O trabalho parece estar surtindo efeito. Desde que foi lançada a Operação Praia Limpa, o número de trechos impróprios para banho foi drasticamente reduzido, chegando a um. No relatório semanal de Balneabilideade da Sudema emitido nessa sexta-feira (11), apenas dois trechos estão impróprios para banho em todo o estado: o ponto em frente ao N° 315 da Avenida João Maurício, no bairro de Manaíra, em João Pessoa, e em frente à desembocadura da Lagoa, na praia de Ponta dos Coqueiros, em Pitimbu.

Habite-se só em redes legais

Outro acordo firmado no TAC do MPF foi junto à Secretaria Municipal de Planejamento (Seplan).
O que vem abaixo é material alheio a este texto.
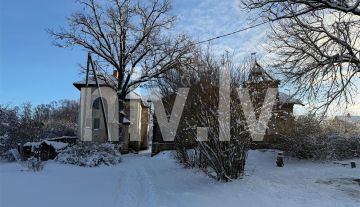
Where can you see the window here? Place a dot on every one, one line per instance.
(96, 104)
(96, 123)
Desde 1º de Agosto, todo imóvel da cidade só recebe o ‘Habite-se’ – documento que certifica que determinado local está preparado para uso – quando comprovar que suas águas estão sendo depositadas nas redes corretas.

“A partir de agora o documento só sai quando a pessoa apresentar o projeto mostrando que a água de telhado, jardim e rebaixamento de lençol freático está indo para rede pluvial e a água de esgoto esteja indo para a rede de esgotos. Ele apresenta o projeto, o fiscal vai lá e constata se está funcionando. Isso vai evitar problemas no futuro, então teremos resultados muito positivos daqui para frente”, explicou o procurador Edílio Magalhães.

O procurador do MPF destacou ainda que trabalhar em conjunto, inclusive com a população, é essencial para preservar a riqueza ambiental da orla paraibana. “Estamos todos envolvidos. Cagepa, Sudema, Semam e Seinfra, É uma força-tarefa. Se não juntar ações, não funciona porque todos têm uma função específica. E organizar a conexão da rede pluvial e de esgoto é o primeiro passo. Esgoto tem que estar ligado ao esgoto. E água da chuva à rede pluvial. Se não for assim, está tudo errado e não tem sistema que suporte”, disse.

Sistemas falhos

O alerta do procurador não é por menos. Do ponto de vista do sistema, explicou, é comum que ocorra o extravasamento do esgoto, quando a tubulação fica cheia e a água poluída transborda para a rua.

“Sempre foi comum ali em Manaíra o extravasamento do esgoto pelo PV, aquela tampa redonda de aço que fica no meio da pista. Se você observar, principalmente no inverno, o esgoto transborda pela tampa redonda, corre pela sarjeta e entra na galeria pluvial, que colhe água da chuva. Ao entrar por essa galeria, o esgoto vai direto para o mar”, reforçou Edílio Magalhães.

Esse extravasamento é causado por um entupimento de determinado tubo, que acaba sobrecarregando os demais. Quando está tapado ou amassado, ele procura outros caminhos para sair, criando uma pressão na rede. Com o passar do tempo, esses canos também podem ir criando uma ‘crosta’ na sua superfície, provocando também o fechamento do tubo. Para resolver esse problema, a Companhia de Águas e Esgotos da Paraíba (Cagepa), dentro do Termo de Ajustamento de Conduta (TAC) criada com o MPF, investiu em equipamentos.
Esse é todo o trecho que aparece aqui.